80 sonrası kuşak, önceki dönemin erdemlerini özümlemiş ve zaaflarından arınmış olarak, buna kendi deneyimleriyle elde ettiği değerleri de ekleyerek, yeni ve bağımsız bir gençlik hareketi yaratıp kendine özgü bir değerler bütünü oluşturmak istiyorsa; birincisi, kendi döneminin dinamiği üzerinde yükselmesi zorunluluğunun bilincinde olmalı; ikincisi, eleştirel ve seçmeci yaklaşması gerektiği 80 öncesi gelenekten maddi ve düşünsel “kopuşunu” gerçekleştirip tamamlamalıdır. Bir “kopuş”tan söz ederken, bununla tarihsel birikimi ve gelenekleri tümden reddetmeyi kastetmediğim gibi, her kuşağın, nevi şahsına münhasır zatlar gibi, “özgün” kuşaklar oluşturmasını da kastetmiyorum. Demek istediğim, 80 kuşağının varolan koşullar çerçevesinde “kendi bağımsız gerçekliğini oluşturması ve kendine dayanmasıdır; yoksa mutlaka “özgün olmak” için özel bir çaba harcaması değil.
80 öncesinin “vesayeti” altındaki bir kuşak kendi ayağına kendisi köstek vurur. 80 sonrası kuşak, 80 öncesinden gelen ve kendi gücünü ve meşruiyetini sınırlayacak tarzdaki olumsuz etkilere izin vermemelidir. Hangi zemini seçecekleri, hangi araçları kullanacakları, hedeflerini nasıl saptayacakları, bütün bunların hepsi 80 kuşağının kuşkusuz tarihsel birikimin nesnel miras ve çerçevesi içinde, kendi iradesine ve inisiyatifine kalan sorunlardır.
Öğrencilerin istekleri ilk planda kabul edildi ve ilk rüzgâr şimdilik dinmişe benziyor.
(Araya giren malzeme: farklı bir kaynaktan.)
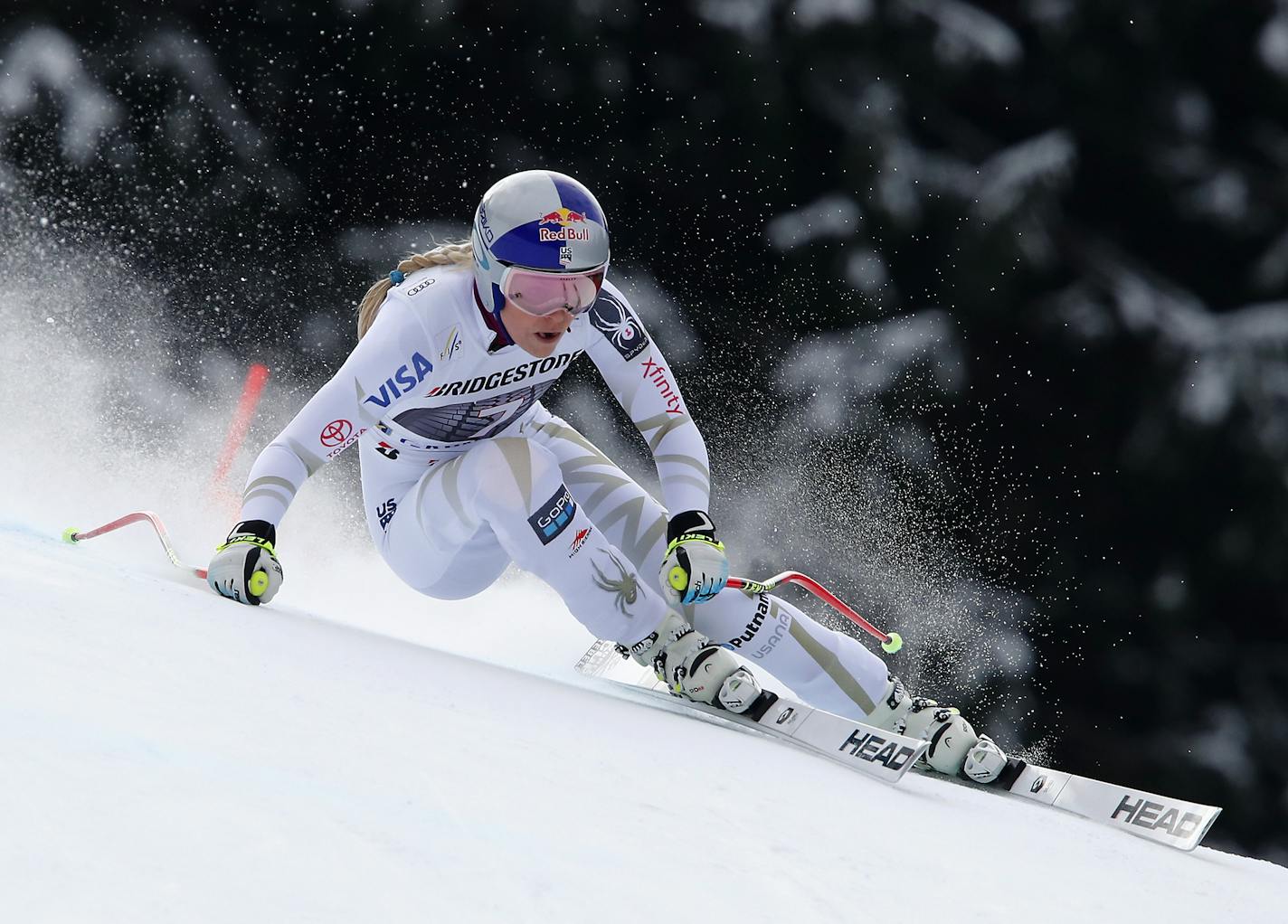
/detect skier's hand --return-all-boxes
[206,520,282,606]
[661,510,729,606]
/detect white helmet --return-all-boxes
[471,170,608,316]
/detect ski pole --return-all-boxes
[726,571,903,655]
[63,510,206,580]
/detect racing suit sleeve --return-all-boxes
[241,297,432,526]
[586,283,711,514]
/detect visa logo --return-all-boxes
[364,353,434,408]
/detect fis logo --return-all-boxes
[528,486,577,546]
[362,353,434,408]
[438,325,461,363]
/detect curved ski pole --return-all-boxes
[63,510,206,580]
[725,571,903,655]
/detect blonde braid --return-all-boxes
[358,240,474,340]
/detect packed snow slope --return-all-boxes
[0,521,1288,924]
[0,285,1288,924]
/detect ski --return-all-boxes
[577,641,929,784]
[577,641,1221,852]
[985,758,1221,851]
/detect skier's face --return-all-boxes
[501,301,573,359]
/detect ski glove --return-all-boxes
[206,520,282,606]
[662,510,729,606]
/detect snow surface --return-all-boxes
[0,521,1288,923]
[0,278,1288,924]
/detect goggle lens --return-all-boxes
[501,267,604,318]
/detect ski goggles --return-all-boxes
[500,264,608,318]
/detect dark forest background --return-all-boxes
[0,0,1288,863]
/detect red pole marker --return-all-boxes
[63,510,206,580]
[209,363,268,506]
[725,571,903,655]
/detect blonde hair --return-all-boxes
[358,240,474,340]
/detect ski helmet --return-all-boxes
[471,170,608,319]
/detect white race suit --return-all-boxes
[241,267,887,718]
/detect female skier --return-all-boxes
[209,170,1006,782]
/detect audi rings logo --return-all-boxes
[318,420,353,447]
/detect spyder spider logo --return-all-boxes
[590,292,648,361]
[590,552,640,617]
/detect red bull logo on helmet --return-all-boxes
[537,209,590,240]
[541,209,586,225]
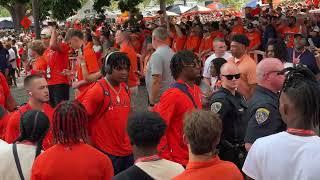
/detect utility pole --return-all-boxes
[32,0,40,39]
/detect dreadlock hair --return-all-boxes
[53,101,88,145]
[170,50,197,80]
[14,110,50,157]
[281,65,320,129]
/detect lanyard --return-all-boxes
[287,128,317,136]
[292,49,306,64]
[134,154,161,164]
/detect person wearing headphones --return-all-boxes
[77,51,133,175]
[5,74,54,150]
[0,110,50,180]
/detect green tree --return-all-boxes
[220,0,248,10]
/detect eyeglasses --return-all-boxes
[222,74,240,80]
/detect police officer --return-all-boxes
[211,62,247,168]
[245,58,286,151]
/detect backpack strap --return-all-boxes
[12,143,24,180]
[170,82,198,109]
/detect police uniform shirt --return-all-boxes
[245,85,286,144]
[210,88,247,142]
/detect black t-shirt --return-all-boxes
[112,165,153,180]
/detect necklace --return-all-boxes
[105,78,121,104]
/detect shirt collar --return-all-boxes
[186,156,221,170]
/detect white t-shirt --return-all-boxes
[242,132,320,180]
[0,143,36,180]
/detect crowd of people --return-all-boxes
[0,1,320,180]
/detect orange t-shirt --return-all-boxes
[31,144,113,180]
[77,43,99,92]
[282,26,299,48]
[44,43,69,85]
[31,56,48,77]
[0,112,10,140]
[211,31,224,39]
[0,72,10,108]
[246,31,261,50]
[199,36,213,53]
[5,104,54,149]
[154,81,202,165]
[185,35,201,52]
[172,35,187,52]
[78,79,132,156]
[231,54,257,100]
[120,42,139,87]
[173,156,244,180]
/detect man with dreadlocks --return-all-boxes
[31,101,113,180]
[0,110,50,180]
[5,74,53,149]
[242,65,320,180]
[78,52,133,174]
[154,51,202,166]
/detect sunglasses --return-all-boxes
[222,74,240,80]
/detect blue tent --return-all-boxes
[243,0,259,8]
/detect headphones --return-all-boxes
[102,51,121,74]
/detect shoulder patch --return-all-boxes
[211,102,222,113]
[255,108,270,124]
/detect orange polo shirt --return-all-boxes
[199,36,213,53]
[154,81,202,165]
[120,42,139,87]
[231,54,257,100]
[77,43,99,92]
[174,156,244,180]
[5,104,54,150]
[245,31,261,50]
[172,35,187,52]
[185,35,201,52]
[78,79,132,156]
[31,144,113,180]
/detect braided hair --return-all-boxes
[14,110,50,157]
[281,65,320,129]
[52,101,89,145]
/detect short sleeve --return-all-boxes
[244,104,282,144]
[150,53,163,75]
[242,142,263,179]
[5,110,20,143]
[247,59,257,84]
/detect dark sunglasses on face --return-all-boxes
[222,74,240,80]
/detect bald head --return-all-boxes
[220,62,240,75]
[256,58,283,84]
[152,27,169,41]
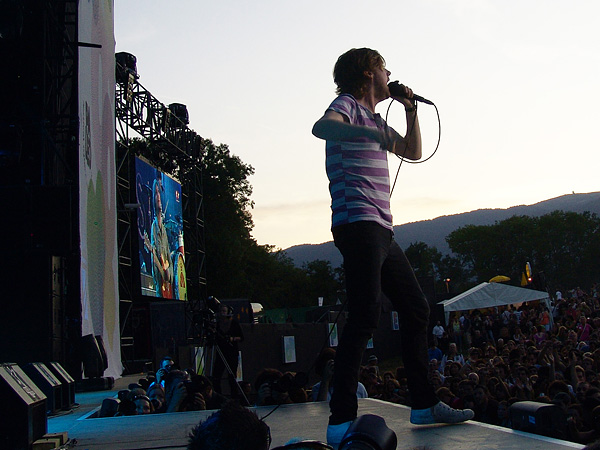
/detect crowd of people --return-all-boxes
[376,285,600,444]
[100,286,600,444]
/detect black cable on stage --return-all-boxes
[385,99,442,198]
Süreç elbette sona ermedi, ermez de. Yarınların ne getireceğini, sonraki rüzgârların hangi yönden eseceğini şimdiden bilemeyiz.
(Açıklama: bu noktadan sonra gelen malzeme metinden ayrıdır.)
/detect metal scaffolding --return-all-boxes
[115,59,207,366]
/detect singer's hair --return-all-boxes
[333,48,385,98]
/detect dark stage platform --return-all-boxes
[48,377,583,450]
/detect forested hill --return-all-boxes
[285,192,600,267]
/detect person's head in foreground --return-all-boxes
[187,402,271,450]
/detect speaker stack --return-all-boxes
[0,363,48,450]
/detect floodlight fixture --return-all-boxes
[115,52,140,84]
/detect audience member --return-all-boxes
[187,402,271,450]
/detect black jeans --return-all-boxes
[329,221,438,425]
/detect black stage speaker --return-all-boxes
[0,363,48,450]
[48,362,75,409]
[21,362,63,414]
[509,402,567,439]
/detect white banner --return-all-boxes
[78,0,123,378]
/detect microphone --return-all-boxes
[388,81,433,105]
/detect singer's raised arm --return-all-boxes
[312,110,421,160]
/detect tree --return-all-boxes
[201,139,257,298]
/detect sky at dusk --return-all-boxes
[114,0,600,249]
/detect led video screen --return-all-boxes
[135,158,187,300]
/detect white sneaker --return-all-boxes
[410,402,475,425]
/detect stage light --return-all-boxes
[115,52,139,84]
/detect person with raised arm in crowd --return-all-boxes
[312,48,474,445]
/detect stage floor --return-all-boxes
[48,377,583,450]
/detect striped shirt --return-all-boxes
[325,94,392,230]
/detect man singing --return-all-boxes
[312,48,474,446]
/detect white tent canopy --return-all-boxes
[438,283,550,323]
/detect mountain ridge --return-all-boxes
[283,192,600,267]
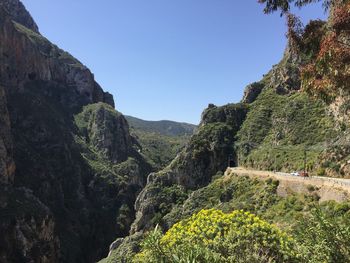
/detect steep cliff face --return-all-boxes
[0,86,15,184]
[106,16,349,262]
[0,0,39,33]
[131,104,247,233]
[0,0,151,262]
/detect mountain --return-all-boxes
[125,116,197,171]
[0,0,350,263]
[103,2,350,262]
[125,116,197,136]
[0,0,152,263]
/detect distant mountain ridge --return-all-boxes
[125,116,197,171]
[125,116,197,136]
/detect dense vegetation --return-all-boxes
[126,116,197,171]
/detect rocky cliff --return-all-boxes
[106,9,349,262]
[0,0,151,262]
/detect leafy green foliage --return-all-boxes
[135,209,297,262]
[236,88,336,171]
[294,207,350,263]
[258,0,334,14]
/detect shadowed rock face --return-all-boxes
[0,0,150,263]
[0,86,15,184]
[131,104,248,234]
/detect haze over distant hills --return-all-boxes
[125,115,197,136]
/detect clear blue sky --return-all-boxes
[23,0,325,123]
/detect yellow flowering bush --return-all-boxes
[136,209,297,262]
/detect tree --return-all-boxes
[258,0,334,15]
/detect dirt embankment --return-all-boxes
[225,167,350,202]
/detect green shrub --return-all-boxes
[134,209,298,263]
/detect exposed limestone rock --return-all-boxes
[131,104,247,234]
[77,103,133,163]
[0,0,151,263]
[0,6,114,109]
[0,0,39,33]
[242,82,265,103]
[0,86,15,184]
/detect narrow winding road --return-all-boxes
[225,167,350,194]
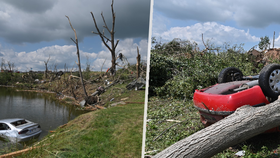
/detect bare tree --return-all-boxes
[90,0,119,75]
[65,15,88,100]
[1,58,6,71]
[136,47,141,78]
[44,55,51,78]
[7,61,15,71]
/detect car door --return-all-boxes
[0,123,11,138]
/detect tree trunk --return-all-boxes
[136,47,141,78]
[154,99,280,158]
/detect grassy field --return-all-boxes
[1,81,145,158]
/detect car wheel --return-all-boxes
[259,64,280,99]
[218,67,243,83]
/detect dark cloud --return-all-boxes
[0,0,150,44]
[3,0,55,13]
[154,0,280,28]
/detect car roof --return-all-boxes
[0,118,25,123]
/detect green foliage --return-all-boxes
[258,36,270,50]
[149,40,262,99]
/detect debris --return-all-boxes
[235,150,245,156]
[126,77,146,90]
[111,101,126,106]
[95,105,106,109]
[166,119,181,122]
[121,97,128,100]
[80,100,86,107]
[86,96,98,105]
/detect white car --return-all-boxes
[0,118,42,142]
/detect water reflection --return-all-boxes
[0,87,83,148]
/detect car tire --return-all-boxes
[218,67,243,83]
[259,64,280,99]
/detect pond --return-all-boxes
[0,87,84,150]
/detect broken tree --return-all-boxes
[44,55,51,79]
[65,15,88,100]
[154,99,280,158]
[90,0,119,74]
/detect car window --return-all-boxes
[11,120,27,126]
[0,123,11,130]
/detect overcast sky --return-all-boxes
[0,0,150,71]
[152,0,280,50]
Öğrenci gençlik, 80’li yılları belirleyen demoralize konumunu aşmakta ilk adımı attı ve toplum yaşamında yok sayılmak istenen meşruiyetini yeniden elde etmekte önemli bir ilerleme sağladı. Ancak tam bu noktada bir gerçeğin altını çizmek gerekir: Bu çıkışı, ne olursa olsun bir yükselişin izleyeceği gibi mutlak bir beklenti içine girmek yanlış olur. Gönül bunu ister, tarihsel iyimserlik bu beklentinin öne çıkmasını haklı kılar, ama tüm bunlar yine de, toplumsal ve siyasal olayların önsel olarak doğrusal bir çizgi halinde gelişeceği anlamına gelmez.
“Gerçek yaşam, gerçek tarih farklı eğilimleri barındırır. Tıpkı doğadaki yaşamın ve gelişmenin, sürekliliği kesintiye uğratan yavaş evrimi ve hızlı sıçramaları, ikisini de içermesi gibi.” Bir yükselme söz konusu olabileceği gibi, pekala uzun süren bir durgunluk da gözlenebilir. Geleceğin alacağı yön, bizzat 80’li yılları yaşayan kuşağın da damgasını taşıyacaktır.
Evet, yarınların ne getireceğini bilmiyoruz, ama bence şimdiden söylenmesi mümkün olan bir sonuç var: ’87 “bahar”ı, 80’li yılların öğrenci kuşağına ilk moral ve pratik başarıyı getirmekle kalmadı, bizler için, 70’lerin öğrencileri için de gereksinim duyulan bir moral sağladı. Bu, pratik sonuçlardan bile daha önemli bir kazanımdır.